In many Interviews Transgender people are accused of changing their choice day to day what gender they want to be. In other words, they present our situation as if it is a ploy to get into the Woman’s Restrooms.
This is a made up accusation. Fact is, Transgender women whom are on HRT therapy, Hormone Replacement Therapy, are Sterile as a result of the medication. This means, first you can’t just change your mind about whom you are, it is a definitive decision that cannot be changed, and second the Male parts they have do not function. Let’s be a bit clearer. The Plumbing does not work; The Air does not fill the balloon, etc.

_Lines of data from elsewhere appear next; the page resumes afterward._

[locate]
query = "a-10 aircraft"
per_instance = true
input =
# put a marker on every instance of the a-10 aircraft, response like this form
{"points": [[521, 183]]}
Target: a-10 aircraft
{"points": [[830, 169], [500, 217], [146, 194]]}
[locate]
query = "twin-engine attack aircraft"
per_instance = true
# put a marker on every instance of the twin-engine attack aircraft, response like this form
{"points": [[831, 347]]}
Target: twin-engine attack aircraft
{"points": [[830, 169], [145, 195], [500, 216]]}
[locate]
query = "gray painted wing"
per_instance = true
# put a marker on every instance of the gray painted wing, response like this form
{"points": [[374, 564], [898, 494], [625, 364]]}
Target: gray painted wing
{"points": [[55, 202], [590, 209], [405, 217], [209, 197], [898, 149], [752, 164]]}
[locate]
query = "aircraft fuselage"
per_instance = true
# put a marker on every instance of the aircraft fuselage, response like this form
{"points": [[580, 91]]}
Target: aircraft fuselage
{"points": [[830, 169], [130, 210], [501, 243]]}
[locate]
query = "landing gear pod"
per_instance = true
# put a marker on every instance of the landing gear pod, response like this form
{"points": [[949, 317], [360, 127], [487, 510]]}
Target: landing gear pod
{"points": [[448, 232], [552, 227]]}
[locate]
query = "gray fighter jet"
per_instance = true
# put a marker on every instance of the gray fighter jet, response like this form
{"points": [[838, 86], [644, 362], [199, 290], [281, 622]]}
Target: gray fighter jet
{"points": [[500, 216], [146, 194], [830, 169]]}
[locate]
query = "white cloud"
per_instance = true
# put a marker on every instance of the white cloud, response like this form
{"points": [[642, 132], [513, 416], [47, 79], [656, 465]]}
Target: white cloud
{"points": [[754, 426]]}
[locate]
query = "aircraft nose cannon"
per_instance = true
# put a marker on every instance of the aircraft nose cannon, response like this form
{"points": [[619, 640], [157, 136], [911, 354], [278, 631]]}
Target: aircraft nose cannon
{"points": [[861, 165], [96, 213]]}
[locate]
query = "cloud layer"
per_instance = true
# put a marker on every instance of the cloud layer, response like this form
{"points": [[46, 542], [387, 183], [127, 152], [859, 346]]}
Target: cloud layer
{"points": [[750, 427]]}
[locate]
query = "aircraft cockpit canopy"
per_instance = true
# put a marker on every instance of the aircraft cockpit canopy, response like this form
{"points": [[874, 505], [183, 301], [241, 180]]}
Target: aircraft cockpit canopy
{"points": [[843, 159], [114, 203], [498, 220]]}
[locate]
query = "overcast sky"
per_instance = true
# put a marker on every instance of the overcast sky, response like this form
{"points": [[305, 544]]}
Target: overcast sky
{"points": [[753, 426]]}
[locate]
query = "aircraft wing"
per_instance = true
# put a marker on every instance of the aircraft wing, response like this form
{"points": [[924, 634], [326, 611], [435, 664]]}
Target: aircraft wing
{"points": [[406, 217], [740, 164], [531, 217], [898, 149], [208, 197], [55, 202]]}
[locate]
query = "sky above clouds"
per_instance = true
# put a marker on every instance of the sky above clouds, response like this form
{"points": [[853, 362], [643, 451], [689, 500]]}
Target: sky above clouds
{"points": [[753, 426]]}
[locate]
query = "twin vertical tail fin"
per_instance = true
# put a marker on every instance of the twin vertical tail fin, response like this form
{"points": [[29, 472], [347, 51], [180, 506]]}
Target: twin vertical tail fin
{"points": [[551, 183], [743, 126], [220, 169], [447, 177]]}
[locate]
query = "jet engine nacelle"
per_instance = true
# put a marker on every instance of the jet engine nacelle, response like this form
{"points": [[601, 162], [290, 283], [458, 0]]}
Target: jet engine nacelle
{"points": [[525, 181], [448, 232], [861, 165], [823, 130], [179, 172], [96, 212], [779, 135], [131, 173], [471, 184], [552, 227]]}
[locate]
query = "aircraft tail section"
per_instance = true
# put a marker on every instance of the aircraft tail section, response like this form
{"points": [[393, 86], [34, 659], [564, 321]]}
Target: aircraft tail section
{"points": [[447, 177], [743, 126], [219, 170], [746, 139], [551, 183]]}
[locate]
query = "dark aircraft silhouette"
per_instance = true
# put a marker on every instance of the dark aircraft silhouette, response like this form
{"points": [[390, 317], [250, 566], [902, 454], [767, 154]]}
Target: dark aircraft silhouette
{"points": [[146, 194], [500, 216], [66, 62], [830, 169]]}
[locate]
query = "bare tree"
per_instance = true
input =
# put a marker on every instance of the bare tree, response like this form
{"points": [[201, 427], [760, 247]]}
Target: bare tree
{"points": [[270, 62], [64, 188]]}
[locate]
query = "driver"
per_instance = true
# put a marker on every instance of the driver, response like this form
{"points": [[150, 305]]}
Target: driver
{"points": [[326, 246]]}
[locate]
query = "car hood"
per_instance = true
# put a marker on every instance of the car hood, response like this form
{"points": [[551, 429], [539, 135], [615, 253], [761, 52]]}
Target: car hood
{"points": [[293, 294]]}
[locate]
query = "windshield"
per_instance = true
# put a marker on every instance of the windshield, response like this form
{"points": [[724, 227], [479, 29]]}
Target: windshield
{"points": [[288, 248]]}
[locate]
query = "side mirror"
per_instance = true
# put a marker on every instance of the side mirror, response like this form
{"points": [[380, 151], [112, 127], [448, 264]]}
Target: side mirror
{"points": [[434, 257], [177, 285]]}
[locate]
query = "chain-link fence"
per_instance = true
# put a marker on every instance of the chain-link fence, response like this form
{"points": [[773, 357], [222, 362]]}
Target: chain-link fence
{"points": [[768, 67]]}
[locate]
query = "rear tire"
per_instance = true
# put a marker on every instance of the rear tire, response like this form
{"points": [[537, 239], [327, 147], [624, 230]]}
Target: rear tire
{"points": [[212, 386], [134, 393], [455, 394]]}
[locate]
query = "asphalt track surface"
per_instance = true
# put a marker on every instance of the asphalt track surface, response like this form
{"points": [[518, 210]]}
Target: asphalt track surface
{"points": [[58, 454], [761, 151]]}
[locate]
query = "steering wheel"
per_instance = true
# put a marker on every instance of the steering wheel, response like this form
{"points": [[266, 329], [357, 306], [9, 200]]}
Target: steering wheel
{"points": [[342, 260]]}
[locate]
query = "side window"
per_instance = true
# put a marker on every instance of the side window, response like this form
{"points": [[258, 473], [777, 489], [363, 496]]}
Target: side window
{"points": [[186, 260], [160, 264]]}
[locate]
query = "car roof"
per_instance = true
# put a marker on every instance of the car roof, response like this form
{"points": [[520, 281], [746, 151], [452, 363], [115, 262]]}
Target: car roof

So, Carlotta, given she is on HRT cannot get….Excited in the masculine way. This means, she is not a threat to anyone in the woman’s locker room.
Next, there is no information on whether Carlotta is pre-op or post-op, meaning she may or may not have manly parts. The accusations of her flailing parts around may not even be possible if she does not have them. Carlotta never got undressed, so Yvette has no clue if she was going to or not going to undress. It is likely that she was just going to drop off her items and go back out to the facilities. Even if she took her shirt off, that would not have been offensive at all.
This dissuades any argument of Women being or feeling unsafe. I would also suggest that Carlotta was more uncomfortable about being in there then Yvette. People having unfounded beliefs and misinformed ideas of what Transgender means is creating a dangerous situation for all Transgender people.
We have seen in the news time and again where Transgender Women are attacked in bathrooms. We have seen videos on the internet of Transgender Women being attacked in Public Transportation areas. All of this and the cis-gender Women feel in DANGER?!?!!?
Statistics of Transgender Women being murdered and assaulted are incredible, and you want us to go into the “Men’s” bathroom??? Really???. It would be paramount to killing transgender people yourselves.
I suggest to Yvette to learn and educate herself on Transgender People. This will prevent any issue from getting out of hand as this one did.
I also suggest to all the Transgender People that are Pre OP, Before Reassignment surgery, Keep your panties on, You can change down to the underwear, even shower in them. This is a compromise that is reasonable and will still allow everyone to use the appropriate locker room.
Now, a personal issue with some of the “Professional” Hosts on any show, and I am sure many of the community members will agree, we are not bullies and are not bullying anyone. Fighting for Equal or Fair Rights is not bullying, in our case, it is survival.
Our lives are in danger and your being inconvenienced by having to allow PEOPLE to have EQUAL rights in America.. Get off your Arrogant High Horse. No one has the privilege to deny rights to ANY group in this country.
This goes for Politicians as well. How can you possibly in good conscience, create any kind of bill that would put people in danger and base it on your own Transphobia fears.
In the year 2015, there has been a Transgendered person Murdered every week. People like Lealah Alcorn killing herself and hoping that it will help promote some kind of change for the better.
Did Lealah Alcorn’s Death not mean anything to you TV hosts and Politicians; Did it not get you high enough Ratings and enough votes to let her life mean anything???
Sarissa J. Farman
Sarissa Farman is a Transgender Activist promoting equal rights and opportunities including normalization of the Transgender Community. A working, single Mom of 3 children she strives for equality and fairness for her family and others. She served in the US Navy as a Data Specialist and traveled to many countries. Early years of education were horribly difficult having a second grade teacher that preached how stupid she was. Education became pivotal for her and she absorbed everything. This drives her to be a better person and gives her the desire to believe in people and help made the world a better place.